The product team has been pushing the managed concept more in the last few years. When it was first introduced they didn’t say much other than it was good for ISV’s. Now they’re pushing harder for it. When it comes to product team recommendations you have to remember there’s a difference giving advise from the standpoint of a developer of an application versus someone who has to use it in real world scenarios. The practical application of managed solutions seems to be at the least a journey that has elements of danger to be avoided. The thing I find interesting is the fact that after all these years I still haven’t seen a significant and compelling argument with examples of why we should all go managed. Perhaps there are some other motives from the product team to head in this direction, but if so I don’t think they’ve expressed that in an effective way. Until then I think team unmanaged will remain a fairly healthy perspective for many projects.

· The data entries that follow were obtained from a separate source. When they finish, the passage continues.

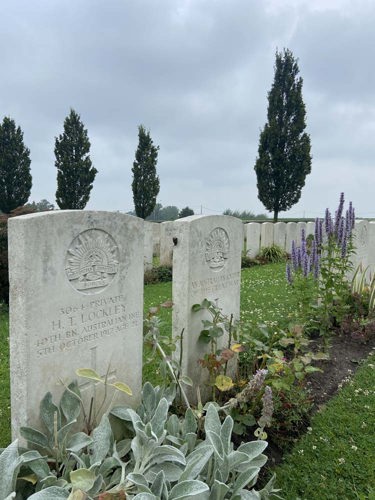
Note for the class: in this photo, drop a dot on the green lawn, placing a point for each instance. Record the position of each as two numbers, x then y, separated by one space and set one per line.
264 298
335 460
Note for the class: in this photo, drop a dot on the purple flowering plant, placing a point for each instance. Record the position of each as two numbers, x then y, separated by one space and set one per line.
327 263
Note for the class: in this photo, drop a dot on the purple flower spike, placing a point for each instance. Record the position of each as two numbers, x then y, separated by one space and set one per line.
316 231
343 248
341 230
294 256
299 257
351 215
320 231
338 215
317 268
314 254
303 241
289 274
328 223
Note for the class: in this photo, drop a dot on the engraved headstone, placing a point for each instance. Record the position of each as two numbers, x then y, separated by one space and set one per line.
279 234
76 301
252 239
206 265
266 234
291 234
148 245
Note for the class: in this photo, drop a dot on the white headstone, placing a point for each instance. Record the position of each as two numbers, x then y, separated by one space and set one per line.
206 265
266 234
300 226
291 234
361 244
279 234
156 238
148 245
166 243
310 228
76 301
252 239
371 253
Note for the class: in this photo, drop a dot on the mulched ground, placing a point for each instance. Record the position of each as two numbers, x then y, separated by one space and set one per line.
346 351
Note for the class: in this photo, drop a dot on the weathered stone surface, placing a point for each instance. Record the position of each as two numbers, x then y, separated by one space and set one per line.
166 243
279 234
252 239
300 226
291 234
266 234
76 301
156 226
371 253
310 228
206 265
361 244
148 245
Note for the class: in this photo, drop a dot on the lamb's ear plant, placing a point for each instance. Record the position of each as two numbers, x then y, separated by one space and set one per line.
158 456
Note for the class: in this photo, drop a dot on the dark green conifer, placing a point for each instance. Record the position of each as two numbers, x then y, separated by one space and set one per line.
284 157
75 173
145 183
15 176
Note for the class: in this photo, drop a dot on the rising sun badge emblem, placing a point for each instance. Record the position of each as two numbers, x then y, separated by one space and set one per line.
217 249
92 261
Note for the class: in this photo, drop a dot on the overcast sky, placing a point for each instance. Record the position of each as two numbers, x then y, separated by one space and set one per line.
196 74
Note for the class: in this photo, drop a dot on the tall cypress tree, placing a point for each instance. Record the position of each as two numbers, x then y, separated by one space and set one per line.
75 173
145 183
15 176
284 157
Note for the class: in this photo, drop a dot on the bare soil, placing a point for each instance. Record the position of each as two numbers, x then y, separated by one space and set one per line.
346 352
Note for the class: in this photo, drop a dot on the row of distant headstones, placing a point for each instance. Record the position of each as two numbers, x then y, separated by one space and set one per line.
76 299
76 296
258 235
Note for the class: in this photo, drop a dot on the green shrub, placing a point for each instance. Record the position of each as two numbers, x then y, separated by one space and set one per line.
272 254
160 274
144 454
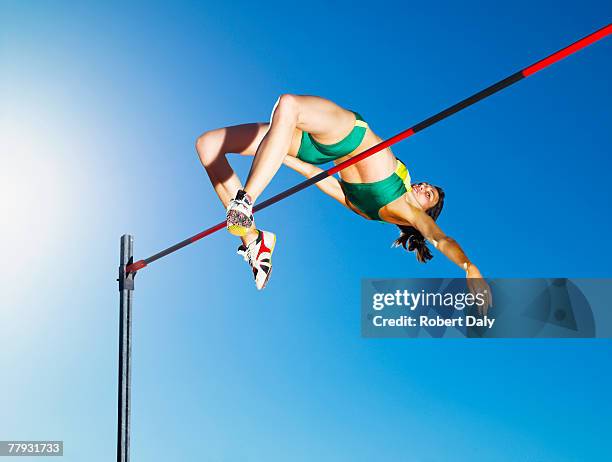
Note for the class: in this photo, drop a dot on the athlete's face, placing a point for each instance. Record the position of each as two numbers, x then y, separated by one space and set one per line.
426 195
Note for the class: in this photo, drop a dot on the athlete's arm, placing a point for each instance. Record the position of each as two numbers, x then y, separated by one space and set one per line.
451 249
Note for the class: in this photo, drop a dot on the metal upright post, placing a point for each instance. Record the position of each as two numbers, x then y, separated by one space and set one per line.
126 287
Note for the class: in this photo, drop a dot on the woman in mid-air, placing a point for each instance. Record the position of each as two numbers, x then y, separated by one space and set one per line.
308 130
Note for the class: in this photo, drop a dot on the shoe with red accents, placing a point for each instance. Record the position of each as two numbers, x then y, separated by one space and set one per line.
258 254
239 214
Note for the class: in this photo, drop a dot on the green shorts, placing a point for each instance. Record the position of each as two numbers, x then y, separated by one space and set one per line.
371 197
313 152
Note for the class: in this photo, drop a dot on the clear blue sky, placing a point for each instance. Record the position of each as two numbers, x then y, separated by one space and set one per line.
101 105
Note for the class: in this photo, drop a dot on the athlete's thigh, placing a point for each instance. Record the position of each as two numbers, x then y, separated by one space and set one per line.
324 119
245 139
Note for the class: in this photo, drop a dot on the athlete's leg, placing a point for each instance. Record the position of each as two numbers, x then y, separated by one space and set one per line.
213 146
323 119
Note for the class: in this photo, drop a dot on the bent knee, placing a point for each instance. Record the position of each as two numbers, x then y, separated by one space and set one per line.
208 146
287 105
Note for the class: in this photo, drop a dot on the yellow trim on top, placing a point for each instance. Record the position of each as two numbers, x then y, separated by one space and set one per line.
403 173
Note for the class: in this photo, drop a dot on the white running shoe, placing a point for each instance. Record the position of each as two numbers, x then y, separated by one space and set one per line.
258 254
239 214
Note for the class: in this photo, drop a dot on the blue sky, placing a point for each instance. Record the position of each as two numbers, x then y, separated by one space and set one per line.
101 105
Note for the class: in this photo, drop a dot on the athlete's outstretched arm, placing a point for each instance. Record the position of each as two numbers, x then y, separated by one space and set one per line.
450 248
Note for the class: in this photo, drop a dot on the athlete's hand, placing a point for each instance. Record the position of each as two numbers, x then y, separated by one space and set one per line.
478 285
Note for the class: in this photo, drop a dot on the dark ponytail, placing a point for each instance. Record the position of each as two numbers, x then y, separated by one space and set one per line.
412 240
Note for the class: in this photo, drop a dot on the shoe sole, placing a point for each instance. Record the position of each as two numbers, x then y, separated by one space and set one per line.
238 223
271 267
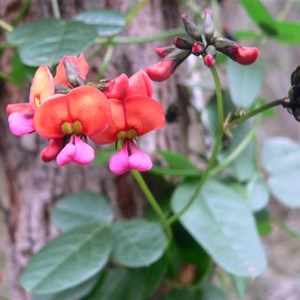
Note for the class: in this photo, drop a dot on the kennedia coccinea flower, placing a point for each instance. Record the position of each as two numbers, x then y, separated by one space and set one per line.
68 119
20 115
200 42
134 113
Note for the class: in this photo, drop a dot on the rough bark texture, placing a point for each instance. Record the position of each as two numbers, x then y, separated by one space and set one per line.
32 187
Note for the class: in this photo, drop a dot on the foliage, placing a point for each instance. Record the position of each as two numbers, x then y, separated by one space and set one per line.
210 223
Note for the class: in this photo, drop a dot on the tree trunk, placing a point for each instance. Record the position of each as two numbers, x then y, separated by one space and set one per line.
31 186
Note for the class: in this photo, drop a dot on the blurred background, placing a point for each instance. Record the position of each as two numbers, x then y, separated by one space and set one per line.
25 227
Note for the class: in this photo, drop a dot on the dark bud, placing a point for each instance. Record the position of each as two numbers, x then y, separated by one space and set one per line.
208 25
191 28
72 74
295 77
172 113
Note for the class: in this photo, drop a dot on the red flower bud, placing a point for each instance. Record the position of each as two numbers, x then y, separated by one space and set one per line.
164 51
243 55
197 49
209 60
240 54
161 71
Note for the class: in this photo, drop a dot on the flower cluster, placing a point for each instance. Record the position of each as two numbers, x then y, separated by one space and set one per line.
66 111
200 42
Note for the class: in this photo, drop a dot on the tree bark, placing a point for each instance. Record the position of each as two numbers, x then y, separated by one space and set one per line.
32 187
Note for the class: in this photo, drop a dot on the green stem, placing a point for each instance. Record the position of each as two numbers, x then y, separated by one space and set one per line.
5 26
136 9
152 201
141 40
237 151
55 9
215 149
253 113
287 7
107 57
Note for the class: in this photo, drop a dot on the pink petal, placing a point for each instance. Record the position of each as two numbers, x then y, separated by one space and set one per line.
119 163
20 123
66 155
140 161
84 152
52 150
76 151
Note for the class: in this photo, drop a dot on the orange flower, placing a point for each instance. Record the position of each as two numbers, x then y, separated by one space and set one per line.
21 115
67 119
134 113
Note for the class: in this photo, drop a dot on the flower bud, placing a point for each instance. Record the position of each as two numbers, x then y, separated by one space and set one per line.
208 25
191 28
197 49
210 56
166 67
183 43
72 73
164 51
295 77
240 54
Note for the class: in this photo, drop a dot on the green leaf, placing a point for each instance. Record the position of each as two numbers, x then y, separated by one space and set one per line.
182 293
138 243
107 22
286 188
47 41
287 32
68 260
74 293
244 82
129 284
257 192
112 287
81 209
144 281
178 165
222 223
177 160
240 286
260 15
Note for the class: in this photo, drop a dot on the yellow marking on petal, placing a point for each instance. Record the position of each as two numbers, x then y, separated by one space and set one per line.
121 135
77 127
131 133
37 101
68 128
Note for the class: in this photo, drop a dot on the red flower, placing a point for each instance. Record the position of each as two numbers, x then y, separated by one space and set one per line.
20 118
79 63
243 55
66 119
134 113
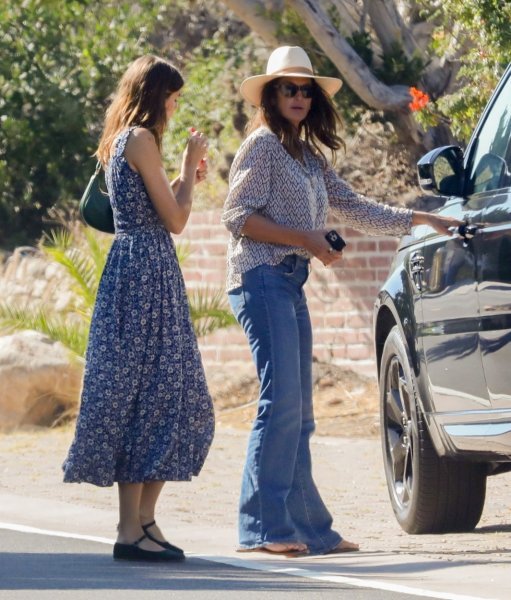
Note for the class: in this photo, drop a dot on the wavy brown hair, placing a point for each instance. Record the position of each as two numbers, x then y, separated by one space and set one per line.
140 101
318 129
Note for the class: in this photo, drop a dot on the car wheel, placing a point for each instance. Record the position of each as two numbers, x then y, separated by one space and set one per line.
429 494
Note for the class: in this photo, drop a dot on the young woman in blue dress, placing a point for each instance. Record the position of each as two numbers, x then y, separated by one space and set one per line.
146 416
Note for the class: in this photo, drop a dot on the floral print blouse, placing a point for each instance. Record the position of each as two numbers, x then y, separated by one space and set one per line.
266 179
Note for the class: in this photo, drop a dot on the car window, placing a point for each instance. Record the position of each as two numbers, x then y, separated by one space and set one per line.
489 166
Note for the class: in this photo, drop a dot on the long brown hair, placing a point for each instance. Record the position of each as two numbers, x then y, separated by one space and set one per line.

That’s nicely put:) But, in reality, I’ve had a couple of situations where recommending a more balanced approach would not do me any good in the discussions with new clients, since, after all, Microsoft is clearly recommending managed, and, generally speaking, any new client would prefer to go by what Microsoft is recommending (for various reasons, including presumably better support etc)
I think what also should be considered is there are more than one type of person making the ‘apps’ or config settings. For people who make a living at it, managed doesn’t seem to hold that many advantages and as I have experienced many times, a lot of problems. For the accounting worker given the customization job for the small online instance, managed is probably a good thing. So how each type of system is designed, developed and deployed is going to depend on the situation.
I had one of the new devs mistakenly add a ‘patch managed solution’ to prod, and now there is no way to get rid of it (at least that I’ve found so far) and yes, it almost stopped us from being able to import the real unmanaged solution for deployment.
Overall, I’ve not found a solid reason outside of a ‘product’ that I would use them for.
Noted you mentioned the performance considerations and layering. A while back I was curious about just how deep the layering could get (I had a client with 20+ layers of solutions!) So, I did a simple test, deploying hundreds of layers, and posted results if anyone is curious: https://helpfulbit.com/maximum-solution-depth/
If you’ve got a bit, I’d love to chat with you about the technical differences between managed vs unmanaged solutions, how it affects ALM workflows / CLI Usage, etc. I’ll reach out.